Angela Wamsley, 46, and Mark Alan Barnes, 50, were charged with first-degree murder Thursday in the death of Wamsley’s grandmother Nellie Sullivan, the Buncombe County Sheriff’s Office announced.

Officials say Sullivan would be 93 today if she were still alive. She disappeared some time in 2020, according to the sheriff's office.

"We do not have a definitive date when she was killed," said Aaron Sarver, the Buncombe County sheriff’s spokesperson.

However, police believe she has been dead for multiple years.

Wamsley and Barnes had been under investigation in connection with Sullivan's death since December 2020, Sarver said. At first, they were arrested on a variety of charges, from animal cruelty to drug possession, but by December 2021, Barnes had been charged with concealing a death, and Wamsley had received the same charge on Jan. 7, 2021, the sheriff's office said.

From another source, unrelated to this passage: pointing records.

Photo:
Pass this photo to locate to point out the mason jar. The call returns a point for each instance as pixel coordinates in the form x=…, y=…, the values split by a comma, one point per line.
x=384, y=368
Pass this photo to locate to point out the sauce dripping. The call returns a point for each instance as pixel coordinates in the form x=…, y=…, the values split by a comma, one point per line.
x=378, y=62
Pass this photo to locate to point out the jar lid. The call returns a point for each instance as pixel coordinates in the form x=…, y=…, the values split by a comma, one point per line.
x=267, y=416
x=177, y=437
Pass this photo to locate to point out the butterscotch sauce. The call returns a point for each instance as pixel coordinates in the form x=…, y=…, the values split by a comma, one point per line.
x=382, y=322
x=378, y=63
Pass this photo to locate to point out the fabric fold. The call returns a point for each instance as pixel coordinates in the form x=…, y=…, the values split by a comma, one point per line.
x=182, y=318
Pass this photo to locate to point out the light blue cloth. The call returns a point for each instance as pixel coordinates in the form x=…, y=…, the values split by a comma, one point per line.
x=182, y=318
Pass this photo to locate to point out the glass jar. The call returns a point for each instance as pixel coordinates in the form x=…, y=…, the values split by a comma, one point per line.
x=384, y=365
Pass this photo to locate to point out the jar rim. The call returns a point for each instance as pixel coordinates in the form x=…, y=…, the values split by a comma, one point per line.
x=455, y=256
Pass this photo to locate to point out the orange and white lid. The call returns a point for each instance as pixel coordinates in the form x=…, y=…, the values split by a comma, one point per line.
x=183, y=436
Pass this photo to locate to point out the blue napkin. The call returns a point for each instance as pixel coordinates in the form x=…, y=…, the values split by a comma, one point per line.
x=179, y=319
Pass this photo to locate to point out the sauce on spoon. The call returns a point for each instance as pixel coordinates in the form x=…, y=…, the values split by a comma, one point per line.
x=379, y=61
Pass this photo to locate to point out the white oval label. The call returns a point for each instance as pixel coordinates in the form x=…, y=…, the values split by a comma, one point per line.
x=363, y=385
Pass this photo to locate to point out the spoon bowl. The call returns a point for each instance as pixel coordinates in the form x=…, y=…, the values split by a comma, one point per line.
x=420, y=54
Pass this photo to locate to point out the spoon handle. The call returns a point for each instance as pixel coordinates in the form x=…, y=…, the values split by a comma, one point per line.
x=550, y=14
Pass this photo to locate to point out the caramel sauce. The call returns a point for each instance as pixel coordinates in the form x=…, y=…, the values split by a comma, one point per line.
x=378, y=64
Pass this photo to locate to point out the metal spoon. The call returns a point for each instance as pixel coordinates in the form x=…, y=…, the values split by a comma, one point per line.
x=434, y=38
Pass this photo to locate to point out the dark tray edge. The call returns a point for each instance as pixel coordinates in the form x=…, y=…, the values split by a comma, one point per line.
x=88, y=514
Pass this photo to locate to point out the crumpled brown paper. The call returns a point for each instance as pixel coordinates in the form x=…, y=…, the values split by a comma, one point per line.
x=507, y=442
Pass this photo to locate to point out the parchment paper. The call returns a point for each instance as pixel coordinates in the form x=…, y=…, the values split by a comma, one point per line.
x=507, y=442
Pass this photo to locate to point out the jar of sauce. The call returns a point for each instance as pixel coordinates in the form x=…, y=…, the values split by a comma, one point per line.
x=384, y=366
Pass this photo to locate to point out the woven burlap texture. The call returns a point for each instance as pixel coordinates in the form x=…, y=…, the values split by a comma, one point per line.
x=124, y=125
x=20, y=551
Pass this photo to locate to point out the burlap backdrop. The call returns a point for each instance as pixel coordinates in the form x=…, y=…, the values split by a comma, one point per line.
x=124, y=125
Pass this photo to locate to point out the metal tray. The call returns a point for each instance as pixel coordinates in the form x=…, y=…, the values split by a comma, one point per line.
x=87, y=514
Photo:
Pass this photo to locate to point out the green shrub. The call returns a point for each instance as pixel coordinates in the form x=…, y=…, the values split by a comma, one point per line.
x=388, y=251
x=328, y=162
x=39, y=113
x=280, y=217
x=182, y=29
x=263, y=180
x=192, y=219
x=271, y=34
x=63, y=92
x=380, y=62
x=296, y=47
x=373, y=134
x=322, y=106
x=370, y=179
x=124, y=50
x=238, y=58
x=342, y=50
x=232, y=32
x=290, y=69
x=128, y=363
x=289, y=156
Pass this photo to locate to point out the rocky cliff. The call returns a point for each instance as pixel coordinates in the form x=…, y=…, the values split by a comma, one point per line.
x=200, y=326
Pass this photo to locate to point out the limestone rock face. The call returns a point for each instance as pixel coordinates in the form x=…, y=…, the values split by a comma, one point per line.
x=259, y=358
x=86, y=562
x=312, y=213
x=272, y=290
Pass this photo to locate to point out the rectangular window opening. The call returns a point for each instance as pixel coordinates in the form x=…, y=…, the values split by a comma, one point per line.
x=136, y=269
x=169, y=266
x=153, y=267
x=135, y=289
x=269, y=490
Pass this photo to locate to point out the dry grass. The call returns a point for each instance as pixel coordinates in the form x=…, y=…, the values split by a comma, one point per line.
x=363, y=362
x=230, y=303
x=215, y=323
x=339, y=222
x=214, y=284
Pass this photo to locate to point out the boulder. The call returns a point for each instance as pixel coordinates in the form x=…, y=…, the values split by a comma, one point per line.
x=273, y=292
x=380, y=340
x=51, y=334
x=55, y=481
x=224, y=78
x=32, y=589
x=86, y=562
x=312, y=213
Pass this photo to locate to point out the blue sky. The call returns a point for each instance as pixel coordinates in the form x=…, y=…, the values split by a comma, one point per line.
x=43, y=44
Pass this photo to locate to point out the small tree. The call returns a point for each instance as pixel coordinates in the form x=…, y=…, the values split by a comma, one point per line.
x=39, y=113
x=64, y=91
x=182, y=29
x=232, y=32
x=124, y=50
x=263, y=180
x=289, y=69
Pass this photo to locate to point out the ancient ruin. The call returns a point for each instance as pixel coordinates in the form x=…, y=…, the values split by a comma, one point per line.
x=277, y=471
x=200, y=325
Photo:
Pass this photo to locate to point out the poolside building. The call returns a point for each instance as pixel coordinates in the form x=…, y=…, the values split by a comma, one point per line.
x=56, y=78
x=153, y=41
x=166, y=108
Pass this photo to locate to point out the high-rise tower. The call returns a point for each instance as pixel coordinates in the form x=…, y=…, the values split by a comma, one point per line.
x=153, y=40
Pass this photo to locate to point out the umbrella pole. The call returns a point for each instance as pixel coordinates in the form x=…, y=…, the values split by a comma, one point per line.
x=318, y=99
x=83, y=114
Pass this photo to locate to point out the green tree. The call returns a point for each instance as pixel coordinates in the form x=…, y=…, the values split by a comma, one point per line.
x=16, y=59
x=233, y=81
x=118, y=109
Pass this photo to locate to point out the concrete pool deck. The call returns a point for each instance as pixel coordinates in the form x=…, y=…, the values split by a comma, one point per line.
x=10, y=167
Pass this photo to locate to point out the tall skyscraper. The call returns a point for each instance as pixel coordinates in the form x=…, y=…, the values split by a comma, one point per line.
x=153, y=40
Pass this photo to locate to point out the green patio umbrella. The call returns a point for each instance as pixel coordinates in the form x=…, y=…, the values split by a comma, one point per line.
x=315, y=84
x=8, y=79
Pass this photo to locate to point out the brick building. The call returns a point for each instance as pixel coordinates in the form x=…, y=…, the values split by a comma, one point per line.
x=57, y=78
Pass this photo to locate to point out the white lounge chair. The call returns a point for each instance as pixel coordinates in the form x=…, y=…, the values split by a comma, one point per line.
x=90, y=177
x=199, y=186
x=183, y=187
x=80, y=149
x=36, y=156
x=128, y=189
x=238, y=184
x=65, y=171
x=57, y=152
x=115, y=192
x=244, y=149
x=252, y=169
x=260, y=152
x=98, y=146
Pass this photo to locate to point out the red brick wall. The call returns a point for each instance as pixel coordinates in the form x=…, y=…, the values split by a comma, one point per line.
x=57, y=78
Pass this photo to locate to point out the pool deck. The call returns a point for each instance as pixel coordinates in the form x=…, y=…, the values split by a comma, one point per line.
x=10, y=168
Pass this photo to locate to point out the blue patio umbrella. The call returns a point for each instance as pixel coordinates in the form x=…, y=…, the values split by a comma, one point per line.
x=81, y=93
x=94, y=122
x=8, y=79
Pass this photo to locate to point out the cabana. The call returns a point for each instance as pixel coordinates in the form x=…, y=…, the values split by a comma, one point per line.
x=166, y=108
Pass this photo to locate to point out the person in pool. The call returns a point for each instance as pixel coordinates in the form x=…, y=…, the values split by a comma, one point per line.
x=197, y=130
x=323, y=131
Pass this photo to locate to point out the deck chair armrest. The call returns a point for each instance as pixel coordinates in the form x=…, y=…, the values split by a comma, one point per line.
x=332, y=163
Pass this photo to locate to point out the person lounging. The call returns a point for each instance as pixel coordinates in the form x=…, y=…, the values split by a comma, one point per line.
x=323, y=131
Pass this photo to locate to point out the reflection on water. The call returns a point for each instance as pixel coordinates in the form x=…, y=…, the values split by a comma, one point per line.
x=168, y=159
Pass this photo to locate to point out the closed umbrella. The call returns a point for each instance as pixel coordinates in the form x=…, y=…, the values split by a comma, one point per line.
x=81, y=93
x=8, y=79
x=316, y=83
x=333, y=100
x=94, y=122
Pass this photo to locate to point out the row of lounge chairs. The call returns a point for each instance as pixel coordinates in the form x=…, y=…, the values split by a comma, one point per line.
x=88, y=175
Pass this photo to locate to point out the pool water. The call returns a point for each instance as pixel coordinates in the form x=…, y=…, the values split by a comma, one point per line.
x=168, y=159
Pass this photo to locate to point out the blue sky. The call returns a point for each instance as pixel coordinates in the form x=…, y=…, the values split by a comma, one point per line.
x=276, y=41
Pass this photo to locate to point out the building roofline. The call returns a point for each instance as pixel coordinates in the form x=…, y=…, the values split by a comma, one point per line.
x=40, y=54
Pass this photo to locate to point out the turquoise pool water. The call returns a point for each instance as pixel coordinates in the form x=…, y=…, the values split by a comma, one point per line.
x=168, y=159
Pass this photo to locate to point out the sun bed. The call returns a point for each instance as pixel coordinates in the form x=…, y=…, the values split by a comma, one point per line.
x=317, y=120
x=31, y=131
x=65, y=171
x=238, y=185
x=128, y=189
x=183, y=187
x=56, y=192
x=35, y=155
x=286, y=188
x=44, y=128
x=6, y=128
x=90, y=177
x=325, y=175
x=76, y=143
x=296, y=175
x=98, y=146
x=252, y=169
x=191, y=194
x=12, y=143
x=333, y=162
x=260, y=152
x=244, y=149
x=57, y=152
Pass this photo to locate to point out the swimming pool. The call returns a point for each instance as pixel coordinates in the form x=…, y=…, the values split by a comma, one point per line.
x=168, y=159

Investigators searched for Sullivan without a trace.

A breakthrough in the case came on April 14, when a pet duck dashed under a trailer in Chandler, which led its owners to discover a container holding Sullivan's body, sheriff’s Sgt. Mark Walker told WLOS-TV of Asheville. The sheriff's department confirmed that report to NBC News.

“Apparently, the duck ran underneath the trailer at 11 Beady Eyed Lane, and as they were chasing after their pet duck, they ran across the container that Nellie Sullivan was located in,” Walker told the station. “If I could give that duck a medal, I would.”

Sarver said: "We do not believe she was killed at that address. She was killed at another location and then later transported to where her remains were found."

Officers who attended the autopsy “made personal observations of the body and spoke with staff” and found probable cause for warrants of first-degree murder, Sarver said.

The medical examiner’s office will release the official cause of death when it has completed its independent probe.

Wamsley and Barnes were collecting Sullivan’s Social Security and retirement benefits checks in her absence and were refilling her prescriptions, officials said.

Their next court date is May 13, court records show. It's not clear whether they have entered pleas.

Barnes was being held on $168,000 bond and Wamsley on $32,000 bond, according to jail records.